The Beef Board rule was, as scholar Robert Post later wrote, “a blunt ipse dixit,” which is lawyer talk for “do it because I’m the daddy.” The lack of a real explanation left the “government speech” doctrine dangerously adrift, like a loose barge on a swollen river.
The doctrine next appeared in 2009 in a dispute over monuments in Pioneer Park in the metropolis of Pleasant Grove, Utah. Pleasant Grove allowed the Benevolent and Protective Order of Eagles to erect a large stone monument to the Ten Commandments. In 2003, a New Age religion, Summum, requested permission to erect a similar monument to the Seven Summum Principles (here’s one of the less obscure ones: “As above, so below; as below, so above”), which its members believe were on the original stone tablets handed down by God to Moses. (Moses got cheesed at the Israelites and broke the first set, remember?) The city rejected the gift and Summum sued, claiming that accepting the Ten Commandments created a “public forum” in the park, which they were entitled to use as well.
Writing for eight of the nine justices, Samuel Alito rejected the argument. “The Free Speech Clause restricts government regulation of private speech; it does not regulate government speech,” Alito wrote. The government could choose to “say” the Ten Commandments and not to “say” the Summum Principles.
That brings us to the license-plate case. A license plate is not an occasional ad for beef and it’s certainly not a monument. It’s a sign, property of the state, that every motorist is required to display visibly at all times on his or her property.

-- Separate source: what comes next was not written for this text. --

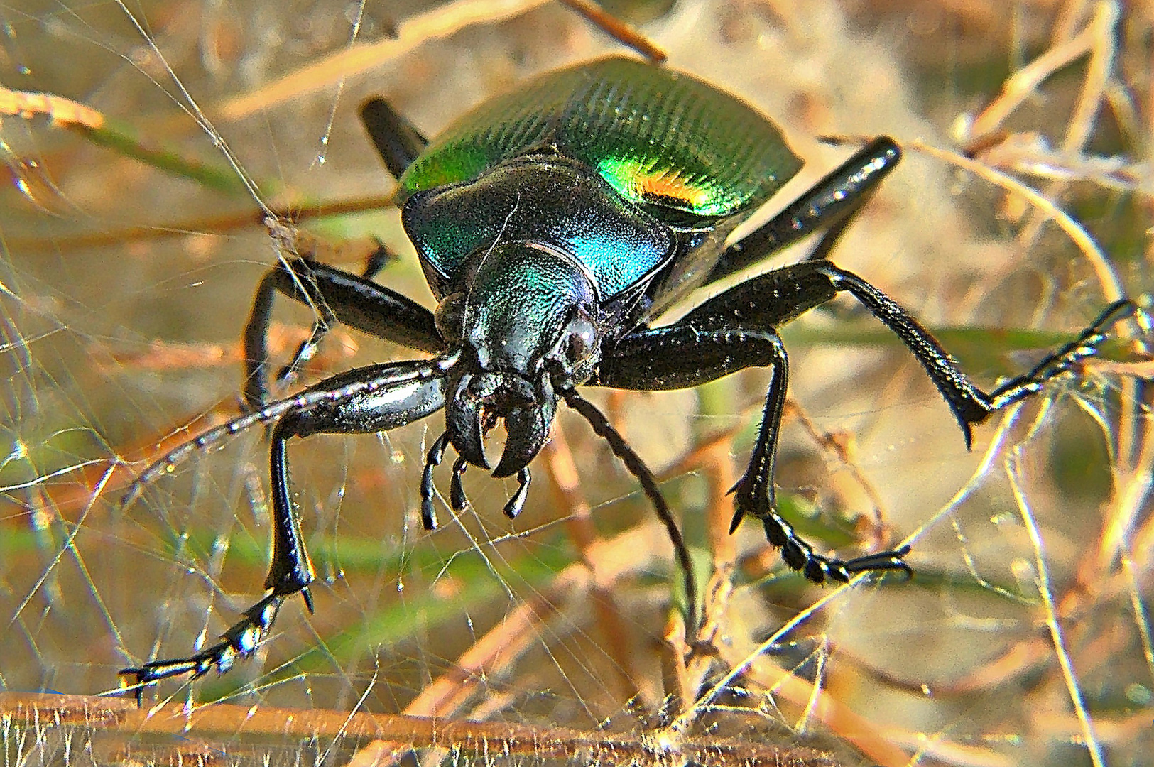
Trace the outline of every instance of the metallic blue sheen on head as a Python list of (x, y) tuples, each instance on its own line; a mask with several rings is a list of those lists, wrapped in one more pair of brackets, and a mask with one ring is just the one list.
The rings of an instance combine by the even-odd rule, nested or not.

A lot of states, like Texas, have decided to cash in on this requirement by letting private groups pay to display messages on “specialized plates.” Is the license plate a First Amendment-free zone where the state can decide what to require each person to “say”—and what to forbid?
In 1977 the Court held that the state of New Hampshire couldn’t arrest a religious objector who covered over the state motto (“Live Free or Die”) on his plate; in the Texas case, the state wants the same “right”—it objects to the Battle Flag, and wants to cover it up. Because the plates are government speech, Scott Keller, the Solicitor General of Texas, told the justices, the state could use them to encourage some messages and groups, and to silence others, for any reason it chose, aesthetic or political—or indeed, for no reason except whim.
The justices didn’t like that answer; they also didn’t like the idea, proposed by the lawyer for the Sons of Confederate Veterans, that a state that sells “specialized” plates must provide one containing any word or symbol, no matter how foul.
Government is usually the loudest voice in the room; we need rules on how much attention it has to pay to citizens when it decides to shout. A workable rule will balance citizens’ speech rights against government necessity. A number of the justices don’t care much for balancing. But there’s really no escaping it in an area this delicate. The Texas case seems like a good chance for this Court to start settling this beef.